In its stock exchange announcement on September 23, 2022, FHL intimated that the Hon’ble Supreme Court, in its final judgement, held inter alia that the suo motu contempt petition and the connected proceedings (Special Leave Petition (Civil) No. 20417 of 2017 and the contempt petition No. 2120 of 2018 in SLP (C) No. 20417 of 2019) have been disposed of. The court has neither found nor indicated any wrongdoing by FHL related to the preferential allotment to Northern TK Ventures Pte Ltd (part of IHH) by FHL. The Hon’ble Supreme Court also observed that acquisition of the business portfolio of RHT by FHL appeared to be prima facie an acquisition of proprietary interest to subserve the business structure of FHL. However, the court has stated that the facts on record are not adequate to definitively evaluate issues concerning the acquisition and has issued certain directions including that the Hon’ble High Court of Delhi may consider issuing appropriate processes and appointing forensic auditor(s) to analyse the transactions entered into by FHL and RHT and other related transactions. The judgement further provides that it will be open to the Hon’ble Delhi High Court to pass such directions as the facts and circumstances presented before it, may justify.

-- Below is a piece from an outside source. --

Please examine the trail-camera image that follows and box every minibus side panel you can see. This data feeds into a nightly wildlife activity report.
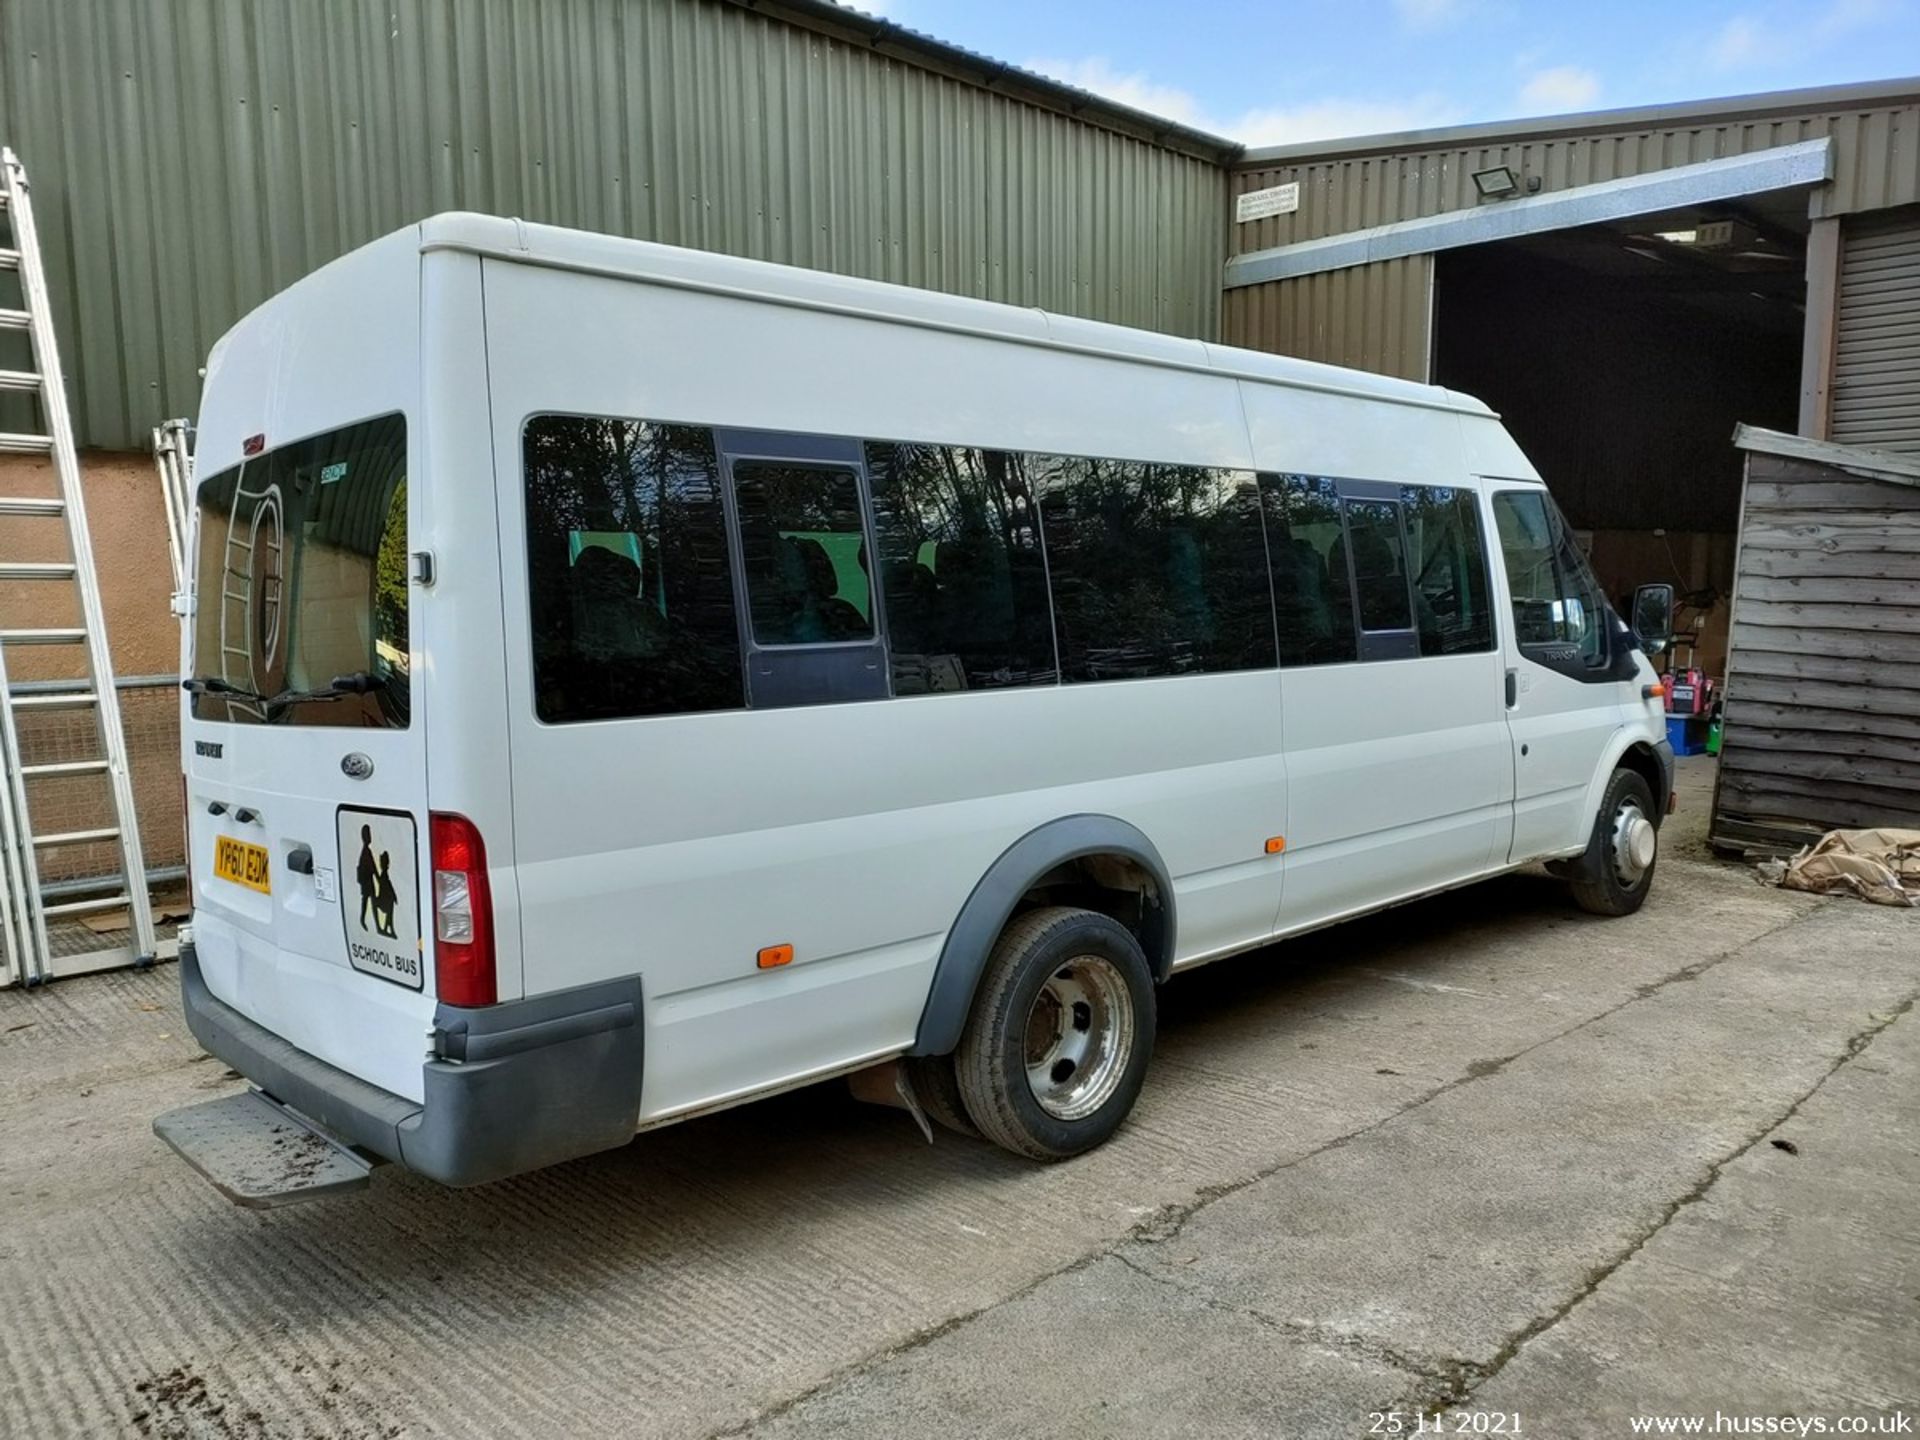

The Securities and Exchange Board of India (SEBI) had, vide orders dated April 19, 2022, and May 5, 2022, imposed a penalty of Rs 1 crore each on Escorts Heart Institute and Research Centre Ltd (EHIRCL: rated ‘CRISIL AA/Stable/CRISIL A1+’) and FHL, and Rs 50 lakh on Fortis Hospitals Ltd (FHsL; rated ‘CRISIL AA/Stable/CRISIL A1+’) due to irregularities, inter alia, committed by the erstwhile promoters. FHL and FHsL have filed an appeal against the order of April 19, 2022, before the Securities Appellate Tribunal, Mumbai (SAT), which has directed SEBI to file its response and ordered that on deposit of 50% of the penalty amount, SEBI will not initiate recovery of further amounts. Against the order dated May 18, 2022, EHIRCL has filed an appeal before SAT, which has ordered that on deposit of 50% of penalty amount, SEBI will not initiate recovery of further amounts. The two appeals are sub judice, and a Serious Fraud Investigation Office investigation is underway.
The outcome of these proceedings before the Hon’ble High Court of Delhi that may have a bearing on the financial risk profile of FHL, will remain a monitorable.
The ratings reflect the established market position of the Fortis group with pan-India presence through its network of 27 hospitals, sound operational efficiency, and healthy financial risk profile, including adequate liquidity. These strengths are partially offset by pending litigations, the impact of which is not expected to be material; and exposure to regulatory risks associated with the hospital sector.